Pahor M, Guralnik J M, Corti M C, Foley D J, Carbonin P, Havlik R J
Department of Internal Medicine and Geriatrics, Catholic University, Rome, Italy.
J Am Geriatr Soc. 1995 Nov;43(11):1191-7. doi: 10.1111/j.1532-5415.1995.tb07393.x.
To determine whether older persons with hypertension who use specific calcium antagonists and ACE inhibitors have a different risk of mortality than those using beta-blockers.
A prospective cohort study continuing from 1988 through 1992.
Three communities of the Established Populations for Epidemiologic Studies of the Elderly.
Hypertensive participants aged > or = 71 years (n = 906) who had no evidence of congestive heart failure and who were using either beta-blockers (n = 515), verapamil (n = 77), diltiazem (n = 92), nifedipine (n = 74), or ACE inhibitors (n = 148). Nifedipine was of the short acting variety.
The main outcome measure was all-cause mortality. Age, gender, smoking, HDL-cholesterol, blood pressure, intake of digoxin and diuretics, physical disability, self-perceived health, and comorbid conditions were examined as confounders.
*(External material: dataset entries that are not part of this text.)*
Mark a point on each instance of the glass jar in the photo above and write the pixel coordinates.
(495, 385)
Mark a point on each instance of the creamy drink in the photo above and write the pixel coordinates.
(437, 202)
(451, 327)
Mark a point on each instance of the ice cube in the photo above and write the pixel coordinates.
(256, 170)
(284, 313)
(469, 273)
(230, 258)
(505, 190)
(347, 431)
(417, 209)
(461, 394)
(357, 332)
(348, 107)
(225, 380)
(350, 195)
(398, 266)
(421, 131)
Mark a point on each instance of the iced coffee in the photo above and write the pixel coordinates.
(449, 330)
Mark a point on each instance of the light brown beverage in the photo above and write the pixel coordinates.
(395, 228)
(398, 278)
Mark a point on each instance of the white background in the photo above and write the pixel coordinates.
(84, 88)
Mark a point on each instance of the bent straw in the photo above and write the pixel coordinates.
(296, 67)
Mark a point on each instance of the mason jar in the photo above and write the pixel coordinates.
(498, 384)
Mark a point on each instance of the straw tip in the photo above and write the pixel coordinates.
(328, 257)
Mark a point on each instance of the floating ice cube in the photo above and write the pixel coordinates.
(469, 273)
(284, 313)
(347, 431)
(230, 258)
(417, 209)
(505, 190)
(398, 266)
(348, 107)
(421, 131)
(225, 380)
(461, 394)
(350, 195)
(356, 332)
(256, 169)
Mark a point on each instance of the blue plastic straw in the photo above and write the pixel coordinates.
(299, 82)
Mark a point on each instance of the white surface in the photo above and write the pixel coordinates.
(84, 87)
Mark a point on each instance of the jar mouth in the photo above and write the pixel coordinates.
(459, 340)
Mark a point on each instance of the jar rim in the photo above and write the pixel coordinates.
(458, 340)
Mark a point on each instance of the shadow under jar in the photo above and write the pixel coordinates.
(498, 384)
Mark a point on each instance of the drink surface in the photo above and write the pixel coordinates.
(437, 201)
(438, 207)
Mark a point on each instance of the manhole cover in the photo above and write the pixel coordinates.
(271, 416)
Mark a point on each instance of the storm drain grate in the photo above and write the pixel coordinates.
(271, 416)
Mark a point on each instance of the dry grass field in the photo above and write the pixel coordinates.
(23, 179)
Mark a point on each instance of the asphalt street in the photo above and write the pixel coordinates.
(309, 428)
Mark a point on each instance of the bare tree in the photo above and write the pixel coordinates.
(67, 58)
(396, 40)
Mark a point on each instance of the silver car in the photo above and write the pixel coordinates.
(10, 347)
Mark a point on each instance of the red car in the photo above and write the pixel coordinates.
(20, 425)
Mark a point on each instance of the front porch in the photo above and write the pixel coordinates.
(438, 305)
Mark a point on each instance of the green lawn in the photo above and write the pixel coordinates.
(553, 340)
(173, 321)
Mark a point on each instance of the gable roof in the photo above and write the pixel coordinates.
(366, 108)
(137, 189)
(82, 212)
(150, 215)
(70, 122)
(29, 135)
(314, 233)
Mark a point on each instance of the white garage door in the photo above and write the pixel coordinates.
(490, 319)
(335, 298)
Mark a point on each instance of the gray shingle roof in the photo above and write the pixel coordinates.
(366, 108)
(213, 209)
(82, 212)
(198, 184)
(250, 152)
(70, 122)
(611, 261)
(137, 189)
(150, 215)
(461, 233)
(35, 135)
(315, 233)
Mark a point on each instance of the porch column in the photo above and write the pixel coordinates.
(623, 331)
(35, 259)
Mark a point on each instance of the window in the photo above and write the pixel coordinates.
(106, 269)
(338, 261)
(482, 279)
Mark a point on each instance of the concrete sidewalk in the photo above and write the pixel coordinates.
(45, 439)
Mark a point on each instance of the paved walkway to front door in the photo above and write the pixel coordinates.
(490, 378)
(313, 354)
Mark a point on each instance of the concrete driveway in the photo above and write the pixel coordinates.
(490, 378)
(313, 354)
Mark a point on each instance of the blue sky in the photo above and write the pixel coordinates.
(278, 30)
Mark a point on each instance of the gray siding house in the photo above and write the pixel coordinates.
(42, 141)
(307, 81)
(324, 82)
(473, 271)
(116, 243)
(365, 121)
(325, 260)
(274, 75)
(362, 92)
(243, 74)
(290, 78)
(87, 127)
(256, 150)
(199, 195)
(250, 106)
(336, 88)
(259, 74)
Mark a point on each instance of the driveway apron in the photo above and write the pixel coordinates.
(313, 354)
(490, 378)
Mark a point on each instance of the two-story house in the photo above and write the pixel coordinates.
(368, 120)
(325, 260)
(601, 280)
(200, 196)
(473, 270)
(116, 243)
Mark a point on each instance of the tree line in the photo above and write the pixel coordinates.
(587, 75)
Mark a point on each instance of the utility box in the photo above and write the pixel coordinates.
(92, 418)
During 3538 person-years of follow-up, 188 participants died (53 deaths per 1000 person-years). Compared with beta-blockers, after adjusting for age, gender, comorbid conditions and other health-related factors, the relative risks (95% confidence interval) for mortality associated with use of verapamil, diltiazem, nifedipine, and ACE inhibitors were 0.8 (0.4-1.4), 1.3 (0.8-2.1), 1.7 (1.1-2.7), and 0.9 (0.6-1.4), respectively. The results were unchanged after excluding participants with other potential contraindications to beta-blockers and after stratifying on coronary heart disease and use of diuretics. Higher doses of nifedipine were associated with higher mortality.
Compared with beta-blockers, use of short acting nifedipine was associated with decreased survival in older hypertensive persons. However, selective factors influencing the use of specific drugs in higher risk patients could not be completely discounted, and final conclusions will depend on clinical trials.
确定使用特定钙拮抗剂和血管紧张素转换酶抑制剂(ACE抑制剂)的老年高血压患者与使用β受体阻滞剂的患者相比,是否有不同的死亡风险。
一项从1988年持续至1992年的前瞻性队列研究。
老年流行病学研究的三个既定人群社区。
年龄≥71岁的高血压参与者(n = 906),他们没有充血性心力衰竭的证据,且正在使用β受体阻滞剂(n = 515)、维拉帕米(n = 77)、地尔硫卓(n = 92)、硝苯地平(n = 74)或ACE抑制剂(n = 148)。硝苯地平为短效品种。
主要结局指标是全因死亡率。将年龄、性别、吸烟、高密度脂蛋白胆固醇、血压、地高辛和利尿剂的摄入量、身体残疾、自我感知健康状况和合并症作为混杂因素进行研究。
在3538人年的随访期间,188名参与者死亡(每1000人年53例死亡)。与β受体阻滞剂相比,在调整年龄、性别、合并症和其他与健康相关的因素后,使用维拉帕米、地尔硫卓、硝苯地平和ACE抑制剂的死亡相对风险(95%置信区间)分别为0.8(0.4 - 1.4)、1.3(0.8 - 2.1)、1.7(1.1 - 2.7)和0.9(0.6 - 1.4)。在排除有β受体阻滞剂其他潜在禁忌证的参与者后,以及在按冠心病和利尿剂使用情况分层后,结果未变。更高剂量的硝苯地平与更高的死亡率相关。
与β受体阻滞剂相比,使用短效硝苯地平与老年高血压患者生存率降低有关。然而,影响高风险患者使用特定药物的选择因素不能完全排除,最终结论将取决于临床试验。